Benchmark Comparison
This version includes a benchmark comparison between deep reinforcement learning (DRL) and optimal control approaches (LQR) for controlling the floating platform. The comparison aims to provide insights into the strengths and weaknesses of each approach.Optimal Controller
An infinite horizon discrete-time LQR controller is implemented to compare with the DRL algorithm for controlling the floating platform. The state variables and corresponding state matrices for the LQR controller are calculated using finite differencing.Laboratory Experiment Setup
Real-world validation experiments were conducted using the physical air bearings platform located in the ZeroG Laboratory at the University of Luxembourg. Details about the laboratory setup and experimental procedures can be found in the paper.Astra 2023
ASTRA - Release Notes
Overview
This release corresponds to the version of the code used in the research paper titled "RANS: Highly-Parallelised Simulator for Reinforcement learning based Autonomous Navigating Spacecrafts." The repository contains the implementation and simulation environment (RANS) discussed in the paper. It serves as a valuable resource for reproducing the experiments and understanding the methodologies employed in the research.
Introduction
RANS (Reinforcement learning-based Autonomous Navigation for Spacecrafts) is designed to address the specific needs of RL-based spacecraft navigation. The primary aim of RANS is to bridge the gap between available simulation tools and the specialized requirements of spacecraft navigation using reinforcement learning. RANS offers a new alternative to design autonomous trajectories in 2D and 3D space.

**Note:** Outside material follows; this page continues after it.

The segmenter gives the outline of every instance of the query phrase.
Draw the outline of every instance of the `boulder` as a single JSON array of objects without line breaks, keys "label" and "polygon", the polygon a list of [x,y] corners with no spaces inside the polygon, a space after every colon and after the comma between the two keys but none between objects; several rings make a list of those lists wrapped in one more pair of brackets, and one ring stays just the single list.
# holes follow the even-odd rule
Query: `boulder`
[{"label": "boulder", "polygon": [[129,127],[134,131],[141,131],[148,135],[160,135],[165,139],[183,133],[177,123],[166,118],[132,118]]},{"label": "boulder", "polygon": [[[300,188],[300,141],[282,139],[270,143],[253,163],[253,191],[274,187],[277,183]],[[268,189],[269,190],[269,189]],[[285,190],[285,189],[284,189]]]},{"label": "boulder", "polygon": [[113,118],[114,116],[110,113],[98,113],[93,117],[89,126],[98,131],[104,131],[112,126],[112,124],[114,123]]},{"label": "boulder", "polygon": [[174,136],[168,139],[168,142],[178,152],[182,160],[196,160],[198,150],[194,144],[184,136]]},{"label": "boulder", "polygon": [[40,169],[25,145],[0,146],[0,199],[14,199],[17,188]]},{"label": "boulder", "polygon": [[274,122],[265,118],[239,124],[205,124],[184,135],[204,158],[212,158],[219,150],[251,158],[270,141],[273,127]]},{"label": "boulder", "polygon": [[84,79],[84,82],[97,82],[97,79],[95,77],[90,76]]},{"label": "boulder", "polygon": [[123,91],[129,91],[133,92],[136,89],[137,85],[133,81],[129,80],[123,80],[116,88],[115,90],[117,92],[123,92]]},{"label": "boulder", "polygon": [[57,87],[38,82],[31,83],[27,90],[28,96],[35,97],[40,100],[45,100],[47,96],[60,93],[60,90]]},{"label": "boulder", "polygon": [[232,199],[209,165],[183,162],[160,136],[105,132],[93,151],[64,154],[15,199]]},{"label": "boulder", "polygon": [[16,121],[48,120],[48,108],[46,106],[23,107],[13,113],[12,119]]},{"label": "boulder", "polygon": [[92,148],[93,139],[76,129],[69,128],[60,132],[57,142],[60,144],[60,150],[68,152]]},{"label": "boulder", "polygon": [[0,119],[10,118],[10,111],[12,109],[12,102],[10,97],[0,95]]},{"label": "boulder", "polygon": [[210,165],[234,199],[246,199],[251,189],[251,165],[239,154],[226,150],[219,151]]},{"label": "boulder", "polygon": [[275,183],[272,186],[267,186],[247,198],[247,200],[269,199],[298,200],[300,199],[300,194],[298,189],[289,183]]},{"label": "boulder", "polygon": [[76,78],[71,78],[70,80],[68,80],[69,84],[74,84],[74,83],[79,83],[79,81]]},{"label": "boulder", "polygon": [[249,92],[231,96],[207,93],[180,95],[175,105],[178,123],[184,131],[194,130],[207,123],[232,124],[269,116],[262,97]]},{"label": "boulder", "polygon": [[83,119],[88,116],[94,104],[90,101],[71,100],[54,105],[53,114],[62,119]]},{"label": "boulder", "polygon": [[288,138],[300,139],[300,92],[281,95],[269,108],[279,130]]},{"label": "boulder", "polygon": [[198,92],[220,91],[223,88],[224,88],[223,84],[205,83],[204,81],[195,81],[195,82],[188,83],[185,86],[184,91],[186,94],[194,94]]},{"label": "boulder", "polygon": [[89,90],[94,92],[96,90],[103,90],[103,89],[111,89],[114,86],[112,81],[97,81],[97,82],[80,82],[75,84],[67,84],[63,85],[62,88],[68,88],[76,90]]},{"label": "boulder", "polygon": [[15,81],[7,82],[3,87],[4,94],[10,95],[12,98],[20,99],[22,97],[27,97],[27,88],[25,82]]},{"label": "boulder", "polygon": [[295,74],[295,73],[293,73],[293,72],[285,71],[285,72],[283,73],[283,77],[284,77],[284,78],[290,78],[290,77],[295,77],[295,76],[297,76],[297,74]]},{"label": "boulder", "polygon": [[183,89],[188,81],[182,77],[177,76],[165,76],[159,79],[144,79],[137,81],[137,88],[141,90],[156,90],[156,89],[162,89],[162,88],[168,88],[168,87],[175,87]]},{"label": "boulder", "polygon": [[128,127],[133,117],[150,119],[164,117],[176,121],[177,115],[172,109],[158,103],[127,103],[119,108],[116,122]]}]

Architecture and Objectives
RANS is structured to replicate realistic orbital operations as well as air-bearing platforms, providing a fast, stable, and precise simulation environment. It consists of two main scenarios: a 3 Degree of Freedom (DoF) "Floating Platform" (FP) robot and a 6 DoF navigating scenario. These scenarios allow users to specify or randomize initial conditions and goals for spacecraft control tasks.
Simulation Engine
RANS utilizes the PhysX engine within IsaacSim, a GPU-based physics engine renowned for its capacity to rapidly simulate numerous parallel systems. A sub-stepping strategy is employed to maintain simulation stability, especially conducive for reinforcement learning tasks characterized by short time intervals.
Environment and Tasks
In both 3 DoF and 6 DoF scenarios, RANS provides a default system configuration with varying thruster setups to accommodate different control tasks. The observation and action spaces are appropriately defined for each scenario and task, allowing for precise control and movement in the specified environment.
DRL Agents
The evaluation of RANS involves leveraging PPO (Proximal Policy Optimization) policies with multi-discrete action-space to solve various tasks in both 3 DoF and 6 DoF scenarios. The agents are modeled as actor-critic networks and are trained for specific epochs with varying network architectures to suit the task complexity.